En vertu du principe de l’effet papillon, quand Macron ne fait pas de l’Histoire mais de l’idéologie alors qu’il se trouve en Algérie, il répand de la poudre chez les jeunes Français d’origine algérienne qui ne veulent pas s’intégrer justement parce que la France est passée d’un temps sans repentance, une erreur, à un temps où il n’y a plus que repentance, une autre erreur. Faire de l’Histoire, vraiment, et non se raconter des histoires avec les idéologues de l’Etat maastrichtien, c’est savoir que l’Histoire est tragique et sanglante, qu’elle n’est pas la lutte du Bien facile à identifier contre le Mal aisé à désigner, ce serait trop simple, qu’elle n’est pas jeux d’enfants avec un Bien de jadis qui, avec le temps, deviendrait le Mal de ce jour, ce serait encore plus simple, mais lutte des hommes entre eux pour des raisons éthologiques: c’est toujours la bête en eux qui combat pour un territoire -le conquérir, le posséder, le défendre, l’élargir. Toute polémologie se réduit à cela; toute irénologie aussi.

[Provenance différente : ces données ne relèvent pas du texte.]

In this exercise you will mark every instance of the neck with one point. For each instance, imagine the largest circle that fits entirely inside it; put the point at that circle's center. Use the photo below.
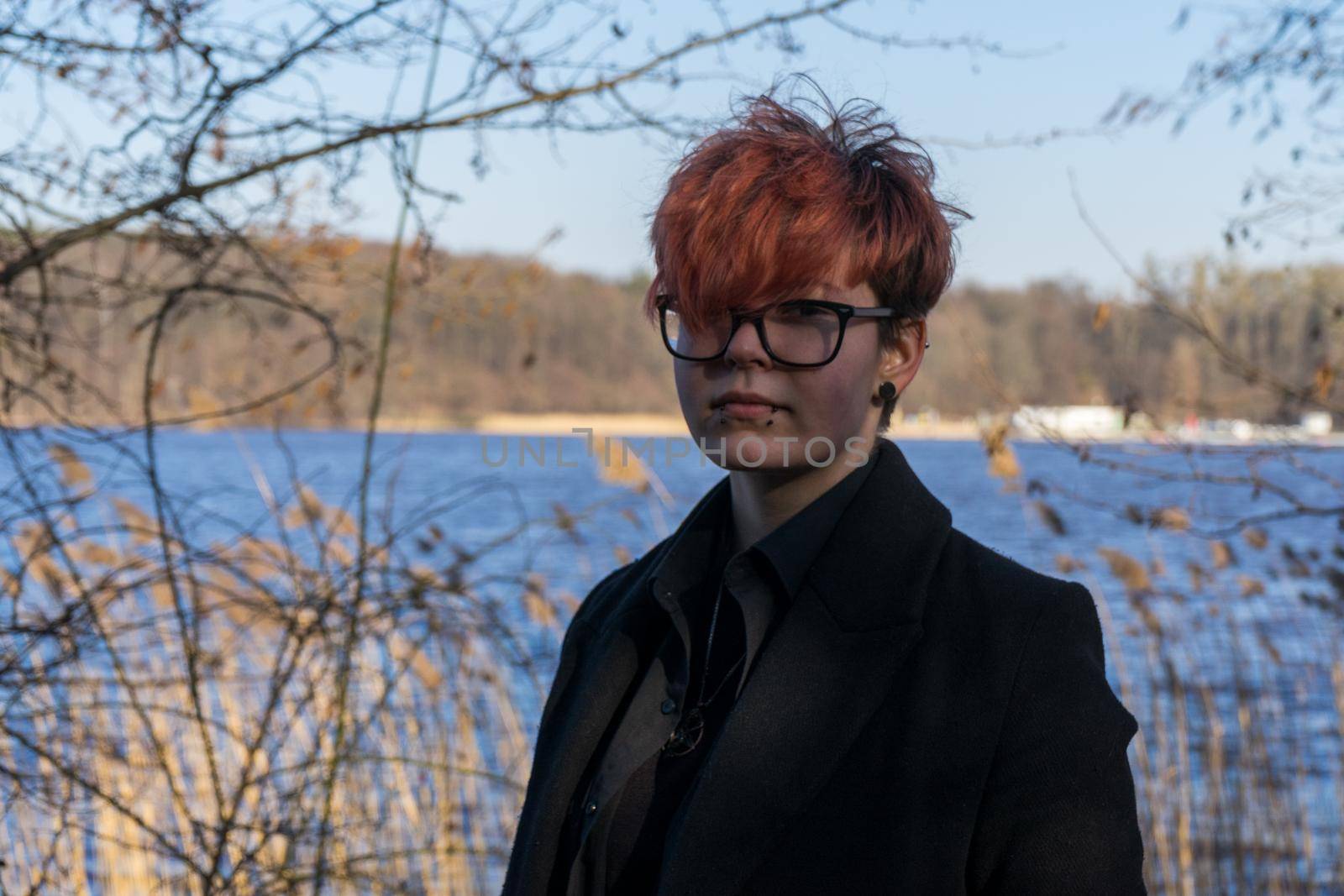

Le rôle d’un président de la république n’est donc pas d’exciter les chiens mais de les calmer, non pas de monter les peuples, les pays et les nations les uns contre les autres, ou bien, avec les gilets-jaunes ou les grévistes opposés au plan maastrichtien de modification des retraites, de soulever une partie des Français contre une autre, ce qui est le principe même de la guerre civile, mais de pacifier les meutes, de les tenir, de les retenir, de les empêcher de se lâcher.
Il y a pour ce faire le langage qui est l’instrument diplomatique par excellence; or cet homme se tait quand il faudrait parler et parle quand il devrait se taire, il est à l’inverse de Jupiter. Quand il brise le silence, il recourt à la provocation et au mépris, à l’arrogance et à la morgue, au cynisme ou au sarcasme. Comme un adolescent mal dans sa peau, mais sûrement pas comme un lecteur des Mémoires de Charles de Gaulle en Pléiade qui aurait lu et assimilé ce grand œuvre …
Ce jeune homme au sang vif met le feu partout où il passe; à croire qu’il ne cherche que ça, comme le pompier pyromane aspire à l’incendie afin de mieux se présenter la minute qui suit en soldat du feu dévoué! On sait que le désordre fait toujours le jeu de l’aspirant autocrate. Qu’on y prenne garde.
Pourquoi, sinon, demander au rappeur Vegedream qui avait écrit dans l’une de ses chansons: « J’vais niquer des mères. J’vais tout casser… Sale pute, va niquer ta race! »? Un président de la République constitue la délégation qui l’accompagne afin qu’elle soit représentative du pays qu’il incarne: n’y-avait-il d’autre message à faire passer à la Côte d’Ivoire en matière, disons… culturelle [1]? Est-ce ce que la France fait de mieux: célébrer ceux qui veulent la niquer? Et ce avec l’argent du contribuable?
La leçon de l’apprenti sorcier devrait le retenir un peu: Macron lâche dans la nature beaucoup trop de balais qui deviennent fous, au national et à l’international. Dans le poème de Goethe, l’apprenti sorcier est sauvé par le maître qui reprend les choses en main et fait tout rentrer dans l’ordre. Or, nous ne sommes pas dans la configuration goethéenne. Car, en ce qui nous concerne, l’apprenti sorcier, c’est ici le maître ! On peut donc craindre sans trop se tromper que cette furie n’entraîne un jour d’assez terribles débordements.